To unlock, hold down the top button for 4 seconds again. Now you can turn on the Spot in the normal fashion.

How I Use the Spot

Unless you use them a lot, it's easy to forget all the settings and modes available on the Spot. So I have a simplified way of working with it.
  • Turn on the light by pressing the top button. This turns on the light in Standard Mode.
  • Hold down the top button to adjust the light to the desired brightness and then release the button. In general, I set my light to the dimmest setting I can get away with and still accomplish what I'm doing. I do this in order to conserve battery power and to minimize blinding people I look at.
  • When I need to do something that requires strong light, like say, unhooking a fish, I tap the side of the Spot to get maximum brightness. I do whatever needs doing, then tap the side again to go back to my dim setting.
  • If I'm fishing and trying not to attract insects, I may do all this in Red Light Mode.
The more artificial light you use, the worse your natural night vision will be, the more insects you'll attract, the faster your battery will wear out, and the more likely you'll be a nuisance to other people on the lake. Of course when you're fishing, attracting insects can be a good thing. But generally, I use only enough light to 1) be able to do whatever it is I'm doing safely, and 2) be in compliance with whatever local laws there are.

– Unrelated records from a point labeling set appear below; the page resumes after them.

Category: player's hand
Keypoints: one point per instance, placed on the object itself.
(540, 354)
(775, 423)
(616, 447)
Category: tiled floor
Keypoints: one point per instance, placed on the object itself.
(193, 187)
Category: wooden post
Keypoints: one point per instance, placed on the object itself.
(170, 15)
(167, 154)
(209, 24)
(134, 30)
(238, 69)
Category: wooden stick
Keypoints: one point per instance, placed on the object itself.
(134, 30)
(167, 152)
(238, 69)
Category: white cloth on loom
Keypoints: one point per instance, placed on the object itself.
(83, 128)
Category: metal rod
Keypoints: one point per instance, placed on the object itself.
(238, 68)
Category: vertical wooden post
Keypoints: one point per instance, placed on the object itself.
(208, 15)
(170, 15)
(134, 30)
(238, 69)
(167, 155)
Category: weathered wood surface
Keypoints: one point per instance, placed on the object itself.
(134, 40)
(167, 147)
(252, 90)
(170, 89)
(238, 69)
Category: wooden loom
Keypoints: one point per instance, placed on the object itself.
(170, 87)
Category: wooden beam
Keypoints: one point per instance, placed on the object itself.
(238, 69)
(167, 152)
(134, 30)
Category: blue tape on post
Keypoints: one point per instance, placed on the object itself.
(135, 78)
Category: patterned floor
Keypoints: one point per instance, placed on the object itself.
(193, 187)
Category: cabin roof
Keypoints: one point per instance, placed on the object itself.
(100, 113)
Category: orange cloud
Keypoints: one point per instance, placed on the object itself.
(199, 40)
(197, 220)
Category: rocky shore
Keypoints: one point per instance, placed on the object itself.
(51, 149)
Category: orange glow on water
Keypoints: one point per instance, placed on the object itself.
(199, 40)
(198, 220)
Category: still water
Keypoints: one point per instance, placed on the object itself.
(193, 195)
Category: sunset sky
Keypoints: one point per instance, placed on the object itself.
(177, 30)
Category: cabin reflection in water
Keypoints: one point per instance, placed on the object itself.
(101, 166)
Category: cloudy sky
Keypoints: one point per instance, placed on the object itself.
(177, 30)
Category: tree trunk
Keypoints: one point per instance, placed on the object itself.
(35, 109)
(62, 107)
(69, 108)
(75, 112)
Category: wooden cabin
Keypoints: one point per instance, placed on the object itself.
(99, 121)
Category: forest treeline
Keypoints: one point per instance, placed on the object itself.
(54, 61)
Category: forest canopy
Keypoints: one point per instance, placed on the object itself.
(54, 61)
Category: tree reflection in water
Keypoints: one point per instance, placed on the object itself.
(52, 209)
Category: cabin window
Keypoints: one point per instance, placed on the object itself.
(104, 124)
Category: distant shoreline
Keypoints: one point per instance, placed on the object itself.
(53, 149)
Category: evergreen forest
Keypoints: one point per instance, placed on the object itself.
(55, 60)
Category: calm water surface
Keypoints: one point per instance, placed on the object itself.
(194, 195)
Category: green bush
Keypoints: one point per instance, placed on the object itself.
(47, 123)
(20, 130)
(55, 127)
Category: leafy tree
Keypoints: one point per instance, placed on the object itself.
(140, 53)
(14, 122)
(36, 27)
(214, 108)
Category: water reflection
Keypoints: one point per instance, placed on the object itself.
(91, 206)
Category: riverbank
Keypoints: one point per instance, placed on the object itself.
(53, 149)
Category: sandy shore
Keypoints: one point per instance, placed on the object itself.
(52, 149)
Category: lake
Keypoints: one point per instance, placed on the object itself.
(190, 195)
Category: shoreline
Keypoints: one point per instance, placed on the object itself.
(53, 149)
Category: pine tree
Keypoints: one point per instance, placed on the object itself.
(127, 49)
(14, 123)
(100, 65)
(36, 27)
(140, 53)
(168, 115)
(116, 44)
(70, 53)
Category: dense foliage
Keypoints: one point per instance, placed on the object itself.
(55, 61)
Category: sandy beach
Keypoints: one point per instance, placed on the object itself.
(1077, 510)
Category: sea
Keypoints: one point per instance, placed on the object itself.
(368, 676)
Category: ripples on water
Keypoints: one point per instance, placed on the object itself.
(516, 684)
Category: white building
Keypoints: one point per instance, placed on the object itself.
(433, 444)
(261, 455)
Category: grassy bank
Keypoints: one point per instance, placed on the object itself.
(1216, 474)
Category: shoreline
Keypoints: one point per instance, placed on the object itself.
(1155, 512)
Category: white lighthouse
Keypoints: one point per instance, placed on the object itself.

In addition to the Spot, I have a 360o white, pole-mounted light on my kayak to help other boaters see me. I use it when I'm on the move (especially in open water) or when I can see or hear boats near me. If I'm anchored, and there aren't other boats nearby, I will turn it off. I use the Spot mainly for navigating, dealing with fish/tackle, or for finding/doing stuff on the kayak. If I'm just anchored and fishing, I usually turn it off. I like being in the water when it's dark.